More robust technologies

An important development over the past two years has been to improve the robustness of commonly used technologies in online learning, especially video conferencing tools like Zoom, which had a security issue in 2020 that has now been fixed. However, learning management systems have not disappeared, and increasingly, teachers and institutions seem to be integrating these two tools. Again, we need to examine the relative advantages of video conferencing and learning management systems in order to make the most of each of them.

Although MOOCs continue to grow and grow – 200 million students in 2021 – and we saw EdX being swallowed up by a commercial platform, 2U, there wasn’t a big new technology making a breakthrough in online learning in 2021.

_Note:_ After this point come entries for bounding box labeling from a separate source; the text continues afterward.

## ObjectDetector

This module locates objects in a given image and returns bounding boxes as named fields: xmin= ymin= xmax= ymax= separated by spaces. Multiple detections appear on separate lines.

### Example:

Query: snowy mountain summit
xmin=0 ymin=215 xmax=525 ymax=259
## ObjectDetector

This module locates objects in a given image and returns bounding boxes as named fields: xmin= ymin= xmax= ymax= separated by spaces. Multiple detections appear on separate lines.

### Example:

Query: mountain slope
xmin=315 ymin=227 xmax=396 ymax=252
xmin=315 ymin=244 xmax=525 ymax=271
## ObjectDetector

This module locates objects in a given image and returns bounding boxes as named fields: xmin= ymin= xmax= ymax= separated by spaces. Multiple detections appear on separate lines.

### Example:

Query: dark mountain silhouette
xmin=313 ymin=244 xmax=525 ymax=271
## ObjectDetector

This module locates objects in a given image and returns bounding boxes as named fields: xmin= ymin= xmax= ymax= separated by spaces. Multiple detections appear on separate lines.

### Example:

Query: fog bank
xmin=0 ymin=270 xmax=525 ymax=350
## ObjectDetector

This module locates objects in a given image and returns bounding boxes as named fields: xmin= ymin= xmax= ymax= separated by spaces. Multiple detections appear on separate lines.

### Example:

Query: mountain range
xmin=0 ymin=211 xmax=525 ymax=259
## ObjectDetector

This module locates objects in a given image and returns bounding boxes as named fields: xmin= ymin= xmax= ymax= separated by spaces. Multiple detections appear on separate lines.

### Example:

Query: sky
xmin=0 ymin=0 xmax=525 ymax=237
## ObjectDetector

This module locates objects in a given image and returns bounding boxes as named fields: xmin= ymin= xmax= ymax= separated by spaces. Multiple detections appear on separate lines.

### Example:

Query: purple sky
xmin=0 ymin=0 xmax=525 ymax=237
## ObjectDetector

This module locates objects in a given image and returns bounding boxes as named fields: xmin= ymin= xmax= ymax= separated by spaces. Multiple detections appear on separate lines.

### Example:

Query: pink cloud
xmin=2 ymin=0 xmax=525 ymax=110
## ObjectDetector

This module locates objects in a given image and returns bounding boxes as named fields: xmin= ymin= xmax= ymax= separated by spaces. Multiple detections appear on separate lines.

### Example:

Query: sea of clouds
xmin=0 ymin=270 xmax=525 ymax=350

Virtual reality and serious games are growing slowly, but are still relatively niche applications. AI is still floating on the edge of education, waiting for a radically new approach that can draw on the masses of data that students generate online. Facebook is disappearing into the metaverse, and I’m fucking making sure I’m not following it (when I can control what I’m increasingly doubting about). Blockchain has yet to be used for educational purposes, but it holds great promise in terms of micro-credentials and offers a more learner-centric way to manage credentials. But in 2021, LMS and video conferencing prevailed.

What have I missed?

I am sure there were other important developments that have come under the microscope. Please use the comments box below for your views on what changed – or should have done but didn’t – in 2021.

Prepare for 2022

I still have a blog post that summarizes my activities in 2021, then I look forward to online learning after the holidays in 2022. Charge your batteries: you will need all your energies for 2022.